Dopo oltre 7 anni dall'attuazione della Risoluzione n. 36-NQ/TW sulla Strategia per lo sviluppo sostenibile dell'economia marittima del Vietnam fino al 2030, con una visione al 2045, il settore marittimo sta assistendo a cambiamenti significativi sia nella mentalità di sviluppo che nella portata degli investimenti infrastrutturali.
In passato, lo sviluppo marittimo veniva considerato principalmente in termini di investimenti in singoli porti, rotte di navigazione o progetti logistici separati. Ora, la questione viene inserita nel contesto generale dello sviluppo marittimo nazionale. La mentalità orientata allo sfruttamento a breve termine sta gradualmente lasciando il posto a un approccio integrato, multifunzionale e sostenibile all'organizzazione dello spazio marittimo.

Entro il 2025, il sistema portuale di VIMC aumenterà la sua capacità di movimentazione container di circa 1,7 milioni di TEU e la sua capacità di movimentazione di merci alla rinfusa di circa 25 milioni di tonnellate, rafforzando ulteriormente la sua posizione di azienda leader nel settore marittimo. Foto: VIMC.

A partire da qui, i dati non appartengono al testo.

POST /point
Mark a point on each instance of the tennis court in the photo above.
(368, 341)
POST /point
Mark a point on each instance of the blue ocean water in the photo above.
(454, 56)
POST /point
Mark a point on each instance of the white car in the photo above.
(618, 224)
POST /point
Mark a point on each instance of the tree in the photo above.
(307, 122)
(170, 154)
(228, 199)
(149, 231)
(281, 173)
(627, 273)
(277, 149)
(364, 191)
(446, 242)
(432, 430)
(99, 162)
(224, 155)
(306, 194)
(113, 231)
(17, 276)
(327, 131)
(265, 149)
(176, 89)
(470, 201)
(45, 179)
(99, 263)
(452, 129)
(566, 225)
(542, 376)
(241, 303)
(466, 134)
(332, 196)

Secondo la Vietnam Maritime Corporation (VIMC), anziché effettuare investimenti dispersi, la VIMC concentra le proprie risorse su cluster di porti di accesso internazionali, centri di trasbordo ed ecosistemi logistici integrati nelle principali regioni economiche.
Numerosi progetti su larga scala sono stati avviati o accelerati, come i terminal container n. 3 e n. 4 del porto internazionale di Hai Phong , il porto di trasbordo internazionale di Can Gio, il porto di Lien Chieu, insieme al sistema di porti interni e centri logistici.
Non si tratta solo di singoli progetti infrastrutturali, ma di anelli della catena del trasporto marittimo, della logistica e dell'industria costiera, che contribuiscono a plasmare i poli di crescita economica del mare nella nuova era.
Anche gli indicatori di performance aziendale di VIMC per il periodo 2020-2025 hanno registrato una crescita positiva. Il volume medio di trasporto marittimo ha superato i 21,45 milioni di tonnellate all'anno; il traffico merci attraverso il sistema portuale ha raggiunto circa 130,48 milioni di tonnellate all'anno, con una crescita di quasi l'8% annuo. Il fatturato consolidato medio ha raggiunto i 15.749 miliardi di VND all'anno, mentre l'utile ante imposte ha superato i 2.600 miliardi di VND all'anno.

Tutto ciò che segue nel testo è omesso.